The dispersion behavior of crystalline zirconia nanoparticles with a diameter of 3.8 nm, synthesized from zirconium(IV) isopropoxide and benzyl alcohol in tetrahydrofurane (THF), methyl methacrylate (MMA), and styrene (St), was investigated using 3-(trimethoxysilyl)propyl methacrylate (MPS), ethyl 3,4-dihydroxycinnamate (EDHC), allylmalonic acid (AMA), and trimethylolpropane mono allyl ether (TMPMA) as ligating stabilizers containing polymerizable vinyl groups. Analytical ultracentrifugation (AUC) and transmission electron microscopy (TEM) analyses prove that the as-synthesized wet zirconia nanoparticles can be dispersed in THF without any agglomeration when using the appropriate ligand concentrations. Surface-adsorbed water, if intentionally introduced during the washing step, and also air humidity seriously deteriorate their dispersibility. These results suggest that the excellent dispersibility of the zirconia nanoparticles is a direct consequence of the nonaqueous synthesis approach.
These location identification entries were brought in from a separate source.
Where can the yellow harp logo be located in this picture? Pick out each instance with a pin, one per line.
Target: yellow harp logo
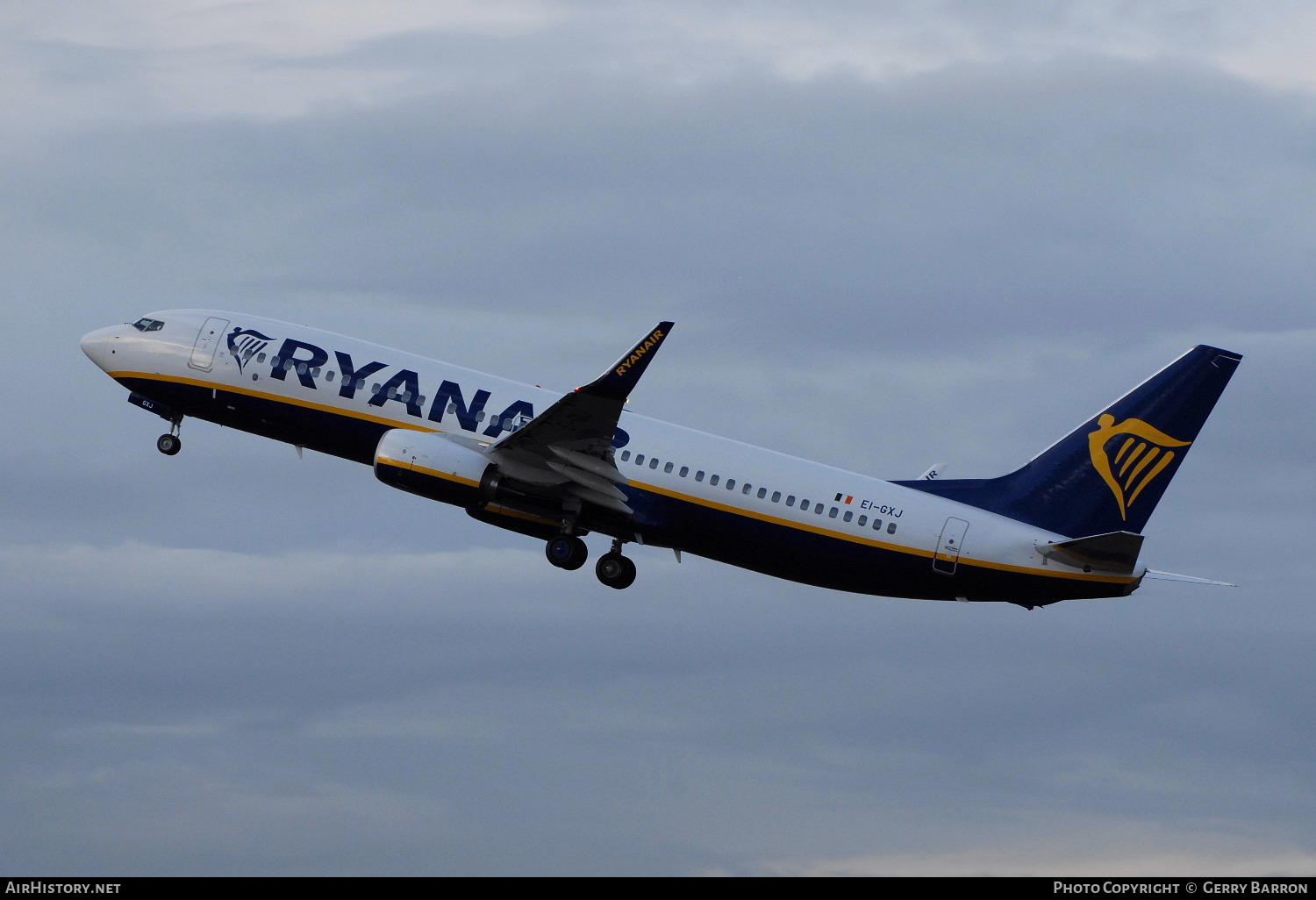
(1134, 462)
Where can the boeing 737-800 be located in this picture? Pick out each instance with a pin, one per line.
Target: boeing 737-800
(557, 468)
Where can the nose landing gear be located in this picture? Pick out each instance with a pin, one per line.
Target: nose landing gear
(171, 444)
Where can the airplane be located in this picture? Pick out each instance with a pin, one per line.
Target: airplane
(557, 468)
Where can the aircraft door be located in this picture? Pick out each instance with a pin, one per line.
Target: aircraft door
(948, 546)
(207, 342)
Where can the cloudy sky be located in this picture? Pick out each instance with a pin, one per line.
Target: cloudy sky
(891, 234)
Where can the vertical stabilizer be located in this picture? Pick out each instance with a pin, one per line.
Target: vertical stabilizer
(1108, 475)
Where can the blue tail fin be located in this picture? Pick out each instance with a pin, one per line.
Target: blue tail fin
(1108, 474)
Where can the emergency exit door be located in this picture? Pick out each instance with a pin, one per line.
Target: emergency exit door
(948, 546)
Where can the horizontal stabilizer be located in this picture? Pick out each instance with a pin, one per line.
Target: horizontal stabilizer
(587, 479)
(1171, 576)
(1116, 552)
(591, 465)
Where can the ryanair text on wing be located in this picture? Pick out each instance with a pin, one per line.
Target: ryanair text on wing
(640, 350)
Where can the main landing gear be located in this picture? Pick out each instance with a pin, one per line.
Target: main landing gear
(615, 570)
(569, 552)
(566, 552)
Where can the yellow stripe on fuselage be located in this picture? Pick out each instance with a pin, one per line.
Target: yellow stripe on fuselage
(654, 489)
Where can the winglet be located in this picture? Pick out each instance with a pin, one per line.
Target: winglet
(620, 381)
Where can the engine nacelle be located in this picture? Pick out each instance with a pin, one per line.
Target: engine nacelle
(432, 466)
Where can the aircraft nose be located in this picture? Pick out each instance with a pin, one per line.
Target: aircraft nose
(97, 346)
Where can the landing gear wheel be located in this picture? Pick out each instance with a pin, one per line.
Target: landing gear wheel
(566, 552)
(615, 570)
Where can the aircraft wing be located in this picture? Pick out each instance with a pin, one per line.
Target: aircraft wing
(570, 442)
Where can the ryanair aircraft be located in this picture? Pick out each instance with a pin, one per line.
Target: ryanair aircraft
(1066, 525)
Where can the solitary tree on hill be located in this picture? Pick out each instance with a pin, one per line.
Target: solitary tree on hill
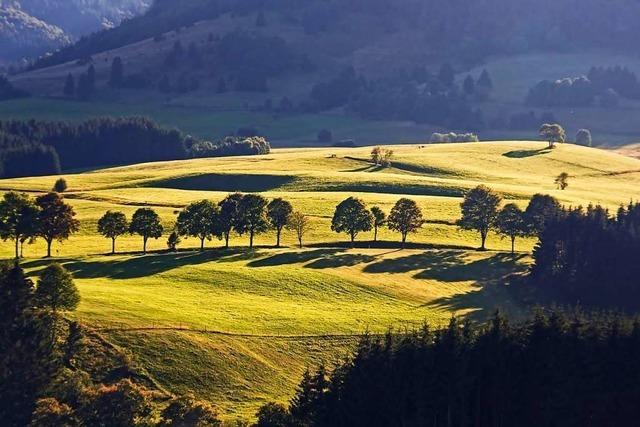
(18, 218)
(60, 186)
(552, 133)
(511, 223)
(379, 220)
(252, 216)
(200, 220)
(278, 212)
(352, 217)
(405, 218)
(562, 181)
(480, 211)
(113, 225)
(146, 223)
(56, 219)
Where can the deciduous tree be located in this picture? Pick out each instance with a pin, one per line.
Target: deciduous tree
(299, 223)
(379, 220)
(352, 217)
(146, 223)
(113, 225)
(510, 223)
(279, 212)
(480, 211)
(200, 220)
(56, 219)
(252, 216)
(18, 218)
(405, 218)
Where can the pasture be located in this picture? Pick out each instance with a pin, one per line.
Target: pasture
(239, 327)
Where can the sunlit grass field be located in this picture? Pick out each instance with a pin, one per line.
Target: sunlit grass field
(239, 327)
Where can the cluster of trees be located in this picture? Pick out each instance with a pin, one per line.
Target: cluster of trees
(8, 91)
(24, 219)
(42, 380)
(453, 137)
(353, 217)
(230, 146)
(556, 368)
(481, 212)
(588, 256)
(571, 92)
(603, 86)
(244, 214)
(419, 96)
(29, 148)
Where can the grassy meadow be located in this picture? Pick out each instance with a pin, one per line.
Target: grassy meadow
(239, 327)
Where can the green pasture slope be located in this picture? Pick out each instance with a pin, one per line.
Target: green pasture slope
(237, 327)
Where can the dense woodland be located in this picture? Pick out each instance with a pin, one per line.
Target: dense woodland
(567, 369)
(29, 148)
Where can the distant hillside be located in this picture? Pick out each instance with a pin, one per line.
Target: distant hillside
(29, 28)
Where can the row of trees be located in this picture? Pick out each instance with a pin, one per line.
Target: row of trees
(24, 219)
(252, 214)
(556, 368)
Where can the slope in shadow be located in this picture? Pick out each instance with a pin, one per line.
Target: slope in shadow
(226, 182)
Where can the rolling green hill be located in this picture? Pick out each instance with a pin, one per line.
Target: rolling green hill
(237, 327)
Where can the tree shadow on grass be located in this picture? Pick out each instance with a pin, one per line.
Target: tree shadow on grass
(135, 267)
(317, 259)
(492, 275)
(521, 154)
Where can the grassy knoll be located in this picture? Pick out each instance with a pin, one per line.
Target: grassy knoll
(238, 328)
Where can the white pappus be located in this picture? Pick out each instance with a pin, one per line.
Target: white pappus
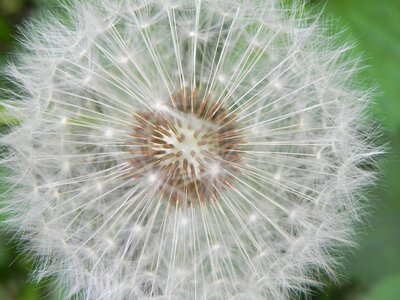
(184, 149)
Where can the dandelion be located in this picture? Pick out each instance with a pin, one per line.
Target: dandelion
(184, 149)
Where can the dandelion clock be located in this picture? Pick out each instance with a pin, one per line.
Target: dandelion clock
(184, 149)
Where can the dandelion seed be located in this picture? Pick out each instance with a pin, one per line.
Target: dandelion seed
(184, 149)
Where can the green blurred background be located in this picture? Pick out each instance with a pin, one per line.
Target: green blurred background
(372, 271)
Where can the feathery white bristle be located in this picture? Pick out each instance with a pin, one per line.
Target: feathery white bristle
(126, 187)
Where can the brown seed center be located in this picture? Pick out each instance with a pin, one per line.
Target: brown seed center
(188, 149)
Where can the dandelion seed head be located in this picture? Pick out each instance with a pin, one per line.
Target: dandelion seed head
(185, 149)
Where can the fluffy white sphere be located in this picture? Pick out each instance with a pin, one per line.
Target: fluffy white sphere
(184, 149)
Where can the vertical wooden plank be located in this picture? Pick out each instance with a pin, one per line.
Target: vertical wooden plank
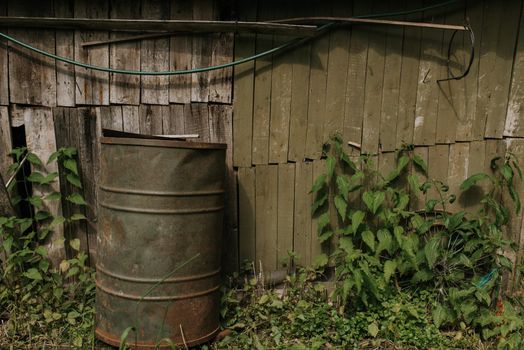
(391, 87)
(176, 123)
(154, 56)
(32, 77)
(318, 168)
(150, 119)
(497, 51)
(220, 80)
(5, 143)
(266, 216)
(457, 172)
(65, 72)
(438, 162)
(452, 98)
(123, 88)
(198, 122)
(337, 70)
(299, 98)
(181, 47)
(514, 118)
(262, 92)
(246, 214)
(408, 82)
(424, 132)
(131, 119)
(92, 88)
(356, 80)
(243, 94)
(280, 104)
(41, 140)
(201, 56)
(373, 89)
(468, 128)
(4, 83)
(302, 218)
(114, 119)
(220, 130)
(286, 200)
(317, 90)
(417, 198)
(470, 199)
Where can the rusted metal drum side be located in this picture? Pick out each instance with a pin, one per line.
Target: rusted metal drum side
(159, 206)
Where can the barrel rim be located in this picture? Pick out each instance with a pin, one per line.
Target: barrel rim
(169, 143)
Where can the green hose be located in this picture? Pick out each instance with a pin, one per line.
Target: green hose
(220, 66)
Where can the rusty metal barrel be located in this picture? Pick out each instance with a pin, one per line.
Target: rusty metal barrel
(161, 206)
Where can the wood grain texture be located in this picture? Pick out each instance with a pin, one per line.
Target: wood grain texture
(220, 80)
(262, 101)
(285, 220)
(514, 119)
(431, 54)
(496, 64)
(246, 214)
(180, 50)
(407, 99)
(41, 140)
(201, 56)
(65, 72)
(198, 122)
(92, 88)
(266, 215)
(302, 234)
(356, 80)
(131, 119)
(124, 89)
(5, 143)
(391, 86)
(32, 77)
(457, 172)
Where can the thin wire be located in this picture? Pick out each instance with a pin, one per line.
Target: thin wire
(289, 44)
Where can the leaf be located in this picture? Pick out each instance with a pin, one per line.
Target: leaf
(373, 329)
(330, 166)
(432, 251)
(320, 182)
(420, 163)
(74, 180)
(75, 244)
(320, 261)
(356, 220)
(385, 241)
(389, 269)
(33, 274)
(323, 222)
(33, 159)
(341, 206)
(343, 186)
(472, 180)
(439, 314)
(70, 164)
(369, 238)
(76, 199)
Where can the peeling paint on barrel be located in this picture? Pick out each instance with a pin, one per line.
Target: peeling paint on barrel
(161, 203)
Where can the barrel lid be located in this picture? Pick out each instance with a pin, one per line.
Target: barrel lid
(113, 137)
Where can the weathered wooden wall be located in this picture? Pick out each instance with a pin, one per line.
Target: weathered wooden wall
(374, 84)
(377, 85)
(62, 105)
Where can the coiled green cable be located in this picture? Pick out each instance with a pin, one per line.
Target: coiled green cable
(220, 66)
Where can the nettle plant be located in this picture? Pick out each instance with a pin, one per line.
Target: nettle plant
(380, 246)
(41, 300)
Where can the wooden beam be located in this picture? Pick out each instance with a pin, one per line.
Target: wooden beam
(145, 25)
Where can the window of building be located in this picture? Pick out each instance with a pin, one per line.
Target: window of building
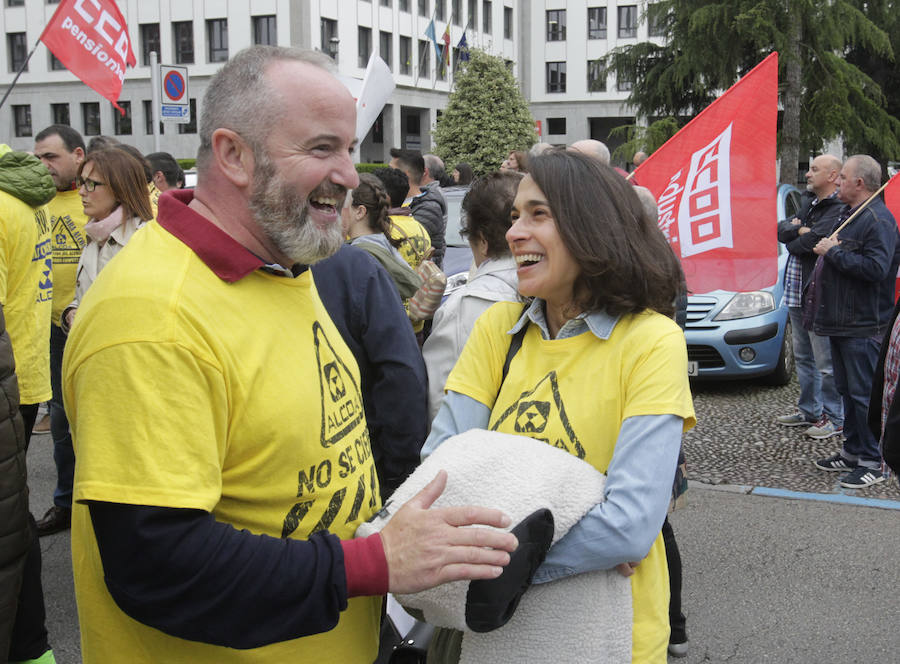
(405, 55)
(556, 125)
(556, 25)
(60, 113)
(17, 51)
(149, 41)
(328, 35)
(190, 127)
(628, 21)
(596, 76)
(264, 33)
(363, 46)
(217, 38)
(90, 118)
(656, 21)
(596, 22)
(183, 41)
(384, 48)
(22, 119)
(122, 123)
(556, 77)
(424, 58)
(148, 118)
Fourier transform infrared spectra (FTIR) and thermogravimetric analysis (TGA) illustrate that MPS, EDHC, and AMA are chemically attached but TMPMA is physically attached to the surface of the zirconia nanoparticles. Transparent dispersions of zirconia nanoparticles can also be prepared in MMA with the help of MPS, EHDC, and AMA or in St with MPS and TMPMA, opening a promising pathway for the direct application of zirconia nanoparticles in polymer-based nanocomposites.